Two mechanisms of acquired resistance have been validated
in patients. Secondary mutations in EGFR itself, including
the EGFR T790M ‘‘gatekeeper’’ mutation is observed in 50% of
resistance cases, and amplification of the MET oncogene is
observed in 20% of resistance cases (Balak et al., 2006; Bean
et al., 2007; Engelman et al., 2007b; Kobayashi et al., 2005;
Kosaka et al., 2006; Pao et al., 2005). Both resistance mechanisms
lead to maintenance of ERBB3/PI3K/AKT signaling in
the presence of gefitinib (reviewed in Engelman and Janne,
2008).
SIGNIFICANCE
The therapeutic success of EGFR tyrosine kinase inhibitors (TKIs) in EGFR-mutant lung cancers is limited by the development
of drug resistance, mediated by MET amplification in a subset of patients.
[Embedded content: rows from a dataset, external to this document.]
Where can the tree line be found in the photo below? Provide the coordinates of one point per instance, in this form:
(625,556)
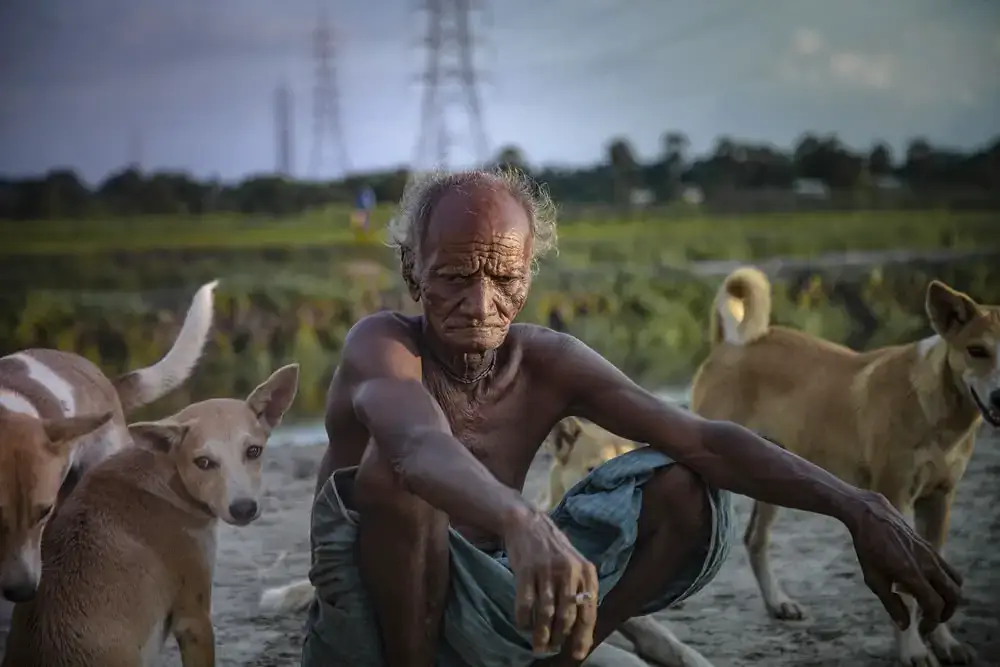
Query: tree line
(735,171)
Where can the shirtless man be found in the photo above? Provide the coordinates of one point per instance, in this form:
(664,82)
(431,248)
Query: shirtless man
(426,554)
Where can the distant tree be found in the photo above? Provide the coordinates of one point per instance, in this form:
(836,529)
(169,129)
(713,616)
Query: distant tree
(675,146)
(624,169)
(512,156)
(880,159)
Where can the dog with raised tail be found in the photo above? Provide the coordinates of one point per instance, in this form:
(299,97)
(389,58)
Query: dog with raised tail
(133,547)
(60,416)
(898,420)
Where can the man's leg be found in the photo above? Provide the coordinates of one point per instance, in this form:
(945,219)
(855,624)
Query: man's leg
(675,521)
(403,562)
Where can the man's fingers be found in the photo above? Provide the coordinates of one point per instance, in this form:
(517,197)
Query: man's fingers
(566,609)
(524,605)
(893,604)
(948,589)
(582,637)
(545,611)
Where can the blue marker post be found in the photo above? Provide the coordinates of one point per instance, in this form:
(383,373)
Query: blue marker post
(364,203)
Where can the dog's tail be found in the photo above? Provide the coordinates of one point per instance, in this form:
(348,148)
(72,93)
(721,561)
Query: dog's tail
(145,385)
(293,597)
(741,312)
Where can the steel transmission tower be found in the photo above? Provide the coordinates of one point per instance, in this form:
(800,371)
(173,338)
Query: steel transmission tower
(283,129)
(326,102)
(449,77)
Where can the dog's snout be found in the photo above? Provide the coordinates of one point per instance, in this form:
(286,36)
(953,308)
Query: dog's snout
(995,399)
(243,509)
(22,591)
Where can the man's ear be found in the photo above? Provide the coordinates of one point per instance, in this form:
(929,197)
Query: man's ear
(949,310)
(64,431)
(274,396)
(563,437)
(161,436)
(408,267)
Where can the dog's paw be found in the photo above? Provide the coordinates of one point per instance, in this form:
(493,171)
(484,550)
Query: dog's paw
(914,653)
(948,650)
(786,609)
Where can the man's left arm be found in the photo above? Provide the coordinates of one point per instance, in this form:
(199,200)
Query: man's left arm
(724,454)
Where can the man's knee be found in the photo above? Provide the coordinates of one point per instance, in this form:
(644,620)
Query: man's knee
(380,494)
(676,497)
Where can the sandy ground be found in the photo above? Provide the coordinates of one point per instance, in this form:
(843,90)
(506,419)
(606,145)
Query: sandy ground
(726,622)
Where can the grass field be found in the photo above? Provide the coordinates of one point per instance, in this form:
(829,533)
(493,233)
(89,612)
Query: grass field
(680,236)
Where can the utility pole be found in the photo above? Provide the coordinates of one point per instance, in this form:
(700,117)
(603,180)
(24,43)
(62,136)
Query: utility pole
(326,101)
(283,129)
(449,77)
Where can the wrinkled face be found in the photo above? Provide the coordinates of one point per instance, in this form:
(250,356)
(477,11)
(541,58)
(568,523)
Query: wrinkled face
(580,447)
(217,446)
(34,459)
(972,334)
(475,267)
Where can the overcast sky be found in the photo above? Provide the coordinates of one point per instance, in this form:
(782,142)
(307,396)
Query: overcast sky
(189,84)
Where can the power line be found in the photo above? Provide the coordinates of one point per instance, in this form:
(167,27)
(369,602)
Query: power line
(449,76)
(283,128)
(326,101)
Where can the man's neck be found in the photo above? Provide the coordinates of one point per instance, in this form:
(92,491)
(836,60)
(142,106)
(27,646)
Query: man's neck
(465,367)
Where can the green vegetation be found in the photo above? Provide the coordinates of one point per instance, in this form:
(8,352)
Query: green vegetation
(677,232)
(115,291)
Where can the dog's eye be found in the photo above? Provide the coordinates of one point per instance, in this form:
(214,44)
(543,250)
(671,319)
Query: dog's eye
(978,352)
(44,513)
(204,463)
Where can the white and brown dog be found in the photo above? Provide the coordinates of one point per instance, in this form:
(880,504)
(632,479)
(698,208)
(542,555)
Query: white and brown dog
(134,545)
(899,420)
(59,416)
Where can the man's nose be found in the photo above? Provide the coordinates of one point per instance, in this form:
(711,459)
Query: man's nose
(478,299)
(995,399)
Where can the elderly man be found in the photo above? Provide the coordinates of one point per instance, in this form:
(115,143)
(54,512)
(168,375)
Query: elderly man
(426,554)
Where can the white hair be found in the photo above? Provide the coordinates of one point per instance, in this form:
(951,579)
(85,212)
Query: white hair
(423,192)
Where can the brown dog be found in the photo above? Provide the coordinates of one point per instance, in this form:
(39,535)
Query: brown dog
(59,416)
(899,420)
(130,555)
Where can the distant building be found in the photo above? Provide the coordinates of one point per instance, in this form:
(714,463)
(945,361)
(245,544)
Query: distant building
(811,187)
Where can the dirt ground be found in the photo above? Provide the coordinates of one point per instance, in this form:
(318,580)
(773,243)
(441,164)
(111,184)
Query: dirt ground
(726,622)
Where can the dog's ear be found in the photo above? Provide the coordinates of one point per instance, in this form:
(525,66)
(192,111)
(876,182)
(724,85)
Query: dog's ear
(161,436)
(274,396)
(563,437)
(949,310)
(64,431)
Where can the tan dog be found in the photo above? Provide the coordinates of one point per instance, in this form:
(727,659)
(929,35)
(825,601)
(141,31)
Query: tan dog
(577,448)
(133,548)
(899,420)
(59,416)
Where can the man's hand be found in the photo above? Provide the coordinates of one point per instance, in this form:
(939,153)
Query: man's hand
(893,557)
(550,573)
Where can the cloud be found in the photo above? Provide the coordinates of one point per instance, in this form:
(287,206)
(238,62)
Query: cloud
(807,42)
(810,62)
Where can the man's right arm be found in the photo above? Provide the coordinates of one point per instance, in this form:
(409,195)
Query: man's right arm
(381,369)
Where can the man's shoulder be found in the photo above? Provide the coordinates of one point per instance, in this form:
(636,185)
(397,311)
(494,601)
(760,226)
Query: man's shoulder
(383,324)
(541,344)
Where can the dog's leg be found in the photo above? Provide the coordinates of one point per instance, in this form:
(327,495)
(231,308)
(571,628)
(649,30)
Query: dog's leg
(195,639)
(757,540)
(910,645)
(193,626)
(654,642)
(931,516)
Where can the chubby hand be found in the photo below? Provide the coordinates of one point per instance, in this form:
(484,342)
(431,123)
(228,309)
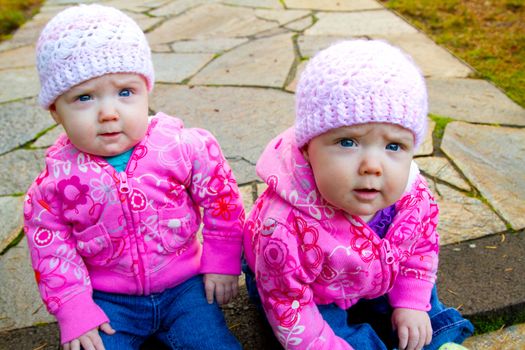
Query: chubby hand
(413,328)
(91,339)
(224,287)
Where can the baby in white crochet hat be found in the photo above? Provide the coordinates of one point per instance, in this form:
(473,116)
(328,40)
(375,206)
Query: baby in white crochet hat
(111,222)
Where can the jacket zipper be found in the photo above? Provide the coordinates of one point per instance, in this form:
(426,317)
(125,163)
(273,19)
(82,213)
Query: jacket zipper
(125,189)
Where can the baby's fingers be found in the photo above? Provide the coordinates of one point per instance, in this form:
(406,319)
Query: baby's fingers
(209,288)
(402,334)
(106,328)
(235,288)
(220,293)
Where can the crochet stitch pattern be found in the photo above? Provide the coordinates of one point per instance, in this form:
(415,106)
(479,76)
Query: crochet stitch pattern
(360,81)
(88,41)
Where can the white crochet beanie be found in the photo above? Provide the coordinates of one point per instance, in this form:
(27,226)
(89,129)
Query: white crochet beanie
(87,41)
(360,81)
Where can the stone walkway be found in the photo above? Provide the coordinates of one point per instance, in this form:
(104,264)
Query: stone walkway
(231,66)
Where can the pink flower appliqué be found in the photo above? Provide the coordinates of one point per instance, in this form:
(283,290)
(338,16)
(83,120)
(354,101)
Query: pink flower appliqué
(308,236)
(220,180)
(288,305)
(275,254)
(43,237)
(363,244)
(72,192)
(48,281)
(222,207)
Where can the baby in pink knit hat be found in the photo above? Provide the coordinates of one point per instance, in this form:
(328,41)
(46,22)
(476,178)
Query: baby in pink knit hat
(342,247)
(112,221)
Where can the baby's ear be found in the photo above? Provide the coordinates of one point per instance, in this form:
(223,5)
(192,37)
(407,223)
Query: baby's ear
(54,113)
(304,151)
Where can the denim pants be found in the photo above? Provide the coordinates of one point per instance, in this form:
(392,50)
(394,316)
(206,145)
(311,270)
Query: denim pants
(180,317)
(367,325)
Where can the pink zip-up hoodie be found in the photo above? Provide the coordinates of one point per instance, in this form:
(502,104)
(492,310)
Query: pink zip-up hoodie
(305,252)
(134,232)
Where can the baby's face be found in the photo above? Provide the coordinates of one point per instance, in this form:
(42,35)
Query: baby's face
(361,169)
(104,116)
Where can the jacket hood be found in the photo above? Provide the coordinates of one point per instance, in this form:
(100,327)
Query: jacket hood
(284,169)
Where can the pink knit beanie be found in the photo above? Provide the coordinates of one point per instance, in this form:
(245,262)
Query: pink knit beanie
(360,81)
(85,42)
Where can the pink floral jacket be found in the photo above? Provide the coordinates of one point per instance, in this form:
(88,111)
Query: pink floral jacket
(134,232)
(305,252)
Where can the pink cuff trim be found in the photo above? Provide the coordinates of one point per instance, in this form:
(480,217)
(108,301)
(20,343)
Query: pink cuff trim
(77,316)
(411,293)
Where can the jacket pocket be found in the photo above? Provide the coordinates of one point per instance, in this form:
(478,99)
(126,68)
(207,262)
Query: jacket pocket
(177,228)
(94,245)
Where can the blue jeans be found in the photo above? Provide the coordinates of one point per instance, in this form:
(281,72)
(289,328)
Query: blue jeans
(180,317)
(367,325)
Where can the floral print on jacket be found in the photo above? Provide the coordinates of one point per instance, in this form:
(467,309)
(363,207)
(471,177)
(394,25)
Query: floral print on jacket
(132,232)
(305,252)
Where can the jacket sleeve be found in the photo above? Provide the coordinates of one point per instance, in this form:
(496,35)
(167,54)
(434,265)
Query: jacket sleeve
(283,281)
(62,278)
(417,273)
(214,188)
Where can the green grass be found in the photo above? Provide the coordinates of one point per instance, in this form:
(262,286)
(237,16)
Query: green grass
(14,13)
(488,35)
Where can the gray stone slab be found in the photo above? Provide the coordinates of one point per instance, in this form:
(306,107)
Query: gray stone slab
(144,22)
(171,8)
(263,62)
(381,22)
(432,59)
(300,24)
(175,67)
(440,168)
(11,219)
(29,32)
(47,139)
(309,45)
(298,70)
(473,100)
(247,196)
(161,48)
(217,45)
(273,4)
(334,5)
(462,217)
(492,159)
(17,58)
(509,338)
(19,169)
(210,21)
(280,17)
(21,122)
(243,119)
(244,171)
(22,83)
(20,302)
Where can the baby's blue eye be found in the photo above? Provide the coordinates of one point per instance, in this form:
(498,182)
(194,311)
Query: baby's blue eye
(347,143)
(125,93)
(393,147)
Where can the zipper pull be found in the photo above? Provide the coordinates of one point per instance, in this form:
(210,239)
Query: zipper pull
(124,187)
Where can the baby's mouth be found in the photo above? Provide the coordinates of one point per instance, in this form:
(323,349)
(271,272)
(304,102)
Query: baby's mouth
(109,134)
(366,193)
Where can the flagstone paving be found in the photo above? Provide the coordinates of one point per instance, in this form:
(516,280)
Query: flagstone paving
(231,66)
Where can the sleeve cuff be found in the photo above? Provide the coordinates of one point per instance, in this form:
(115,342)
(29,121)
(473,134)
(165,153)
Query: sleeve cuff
(411,293)
(77,316)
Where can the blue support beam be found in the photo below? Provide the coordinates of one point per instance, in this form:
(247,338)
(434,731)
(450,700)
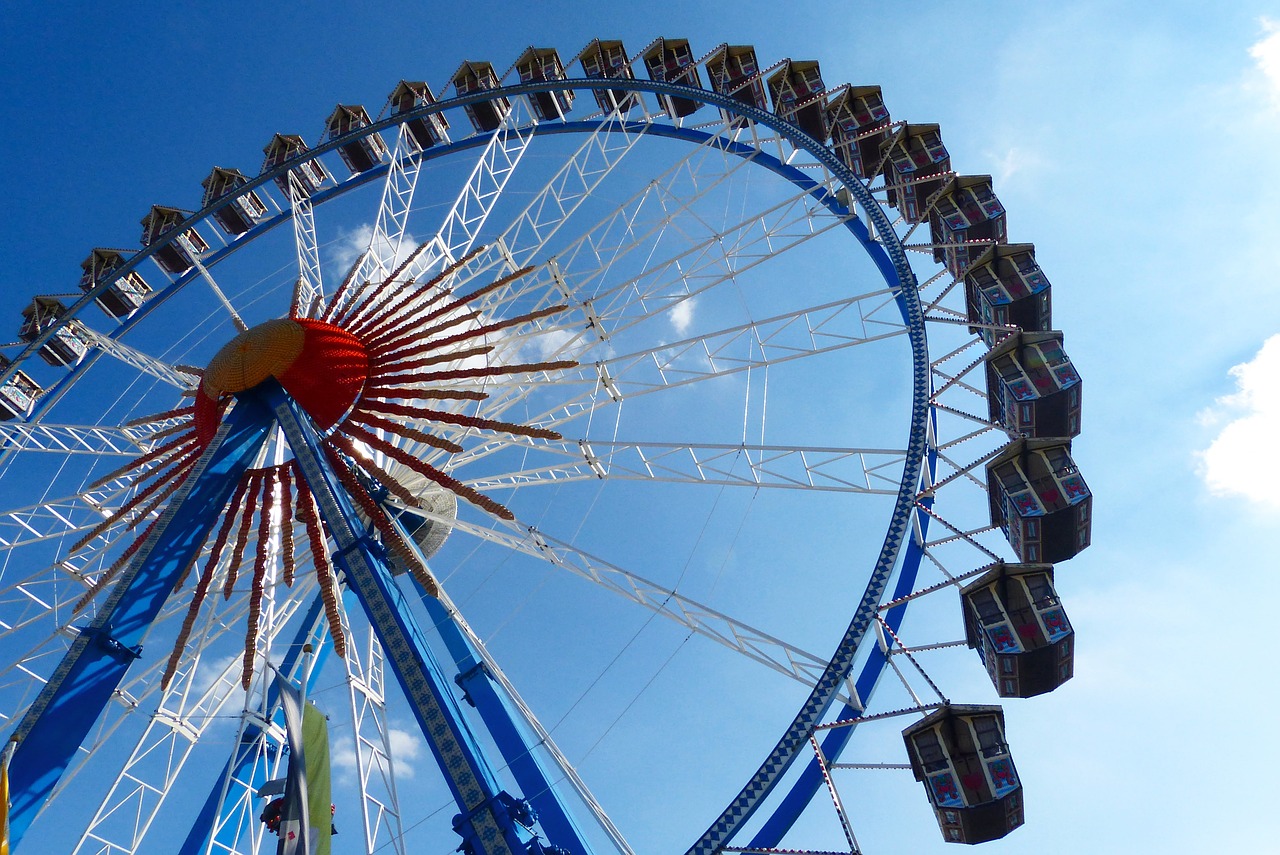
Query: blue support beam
(489,819)
(214,813)
(81,686)
(516,743)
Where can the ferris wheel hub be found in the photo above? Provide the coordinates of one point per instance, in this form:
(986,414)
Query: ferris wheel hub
(323,366)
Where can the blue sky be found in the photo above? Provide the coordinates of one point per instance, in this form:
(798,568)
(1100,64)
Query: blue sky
(1133,146)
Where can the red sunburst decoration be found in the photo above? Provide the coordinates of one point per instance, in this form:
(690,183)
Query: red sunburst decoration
(369,364)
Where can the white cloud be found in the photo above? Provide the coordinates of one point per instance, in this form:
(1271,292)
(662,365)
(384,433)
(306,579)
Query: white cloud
(1266,56)
(406,748)
(1013,161)
(682,315)
(1230,463)
(352,242)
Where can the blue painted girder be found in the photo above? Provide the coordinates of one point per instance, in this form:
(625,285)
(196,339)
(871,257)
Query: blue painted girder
(485,821)
(64,712)
(214,813)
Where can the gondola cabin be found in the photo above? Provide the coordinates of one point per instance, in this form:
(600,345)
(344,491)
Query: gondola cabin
(241,213)
(17,394)
(535,65)
(361,154)
(917,164)
(1032,388)
(122,296)
(428,129)
(859,127)
(608,60)
(1015,622)
(796,90)
(1005,287)
(310,174)
(960,755)
(672,62)
(67,344)
(1040,501)
(159,227)
(476,77)
(964,220)
(734,71)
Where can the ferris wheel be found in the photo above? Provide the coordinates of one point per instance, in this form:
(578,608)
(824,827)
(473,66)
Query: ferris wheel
(649,435)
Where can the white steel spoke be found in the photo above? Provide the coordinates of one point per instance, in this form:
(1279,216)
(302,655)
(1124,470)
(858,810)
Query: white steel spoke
(374,767)
(740,638)
(392,220)
(77,439)
(634,224)
(183,714)
(309,289)
(190,248)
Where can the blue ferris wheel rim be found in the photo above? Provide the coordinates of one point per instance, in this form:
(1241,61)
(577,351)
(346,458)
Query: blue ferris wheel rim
(886,252)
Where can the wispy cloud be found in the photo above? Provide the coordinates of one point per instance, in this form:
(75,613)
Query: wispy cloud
(1013,161)
(1266,58)
(406,748)
(682,315)
(1248,416)
(352,242)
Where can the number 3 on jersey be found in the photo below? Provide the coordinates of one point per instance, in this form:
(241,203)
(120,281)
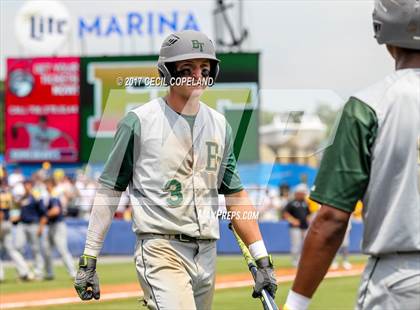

Here, we observe that MET amplification is
present in a small fraction of cells before drug exposure, and its emergence is dramatically accelerated by its ligand, HGF.
These findings provide insight into the origins of drug resistance in EGFR-mutant cancers and support a rationale for combination
treatment strategies as initial therapies, specifically in a molecularly defined cohort of patients with evidence of preexisting
MET amplification.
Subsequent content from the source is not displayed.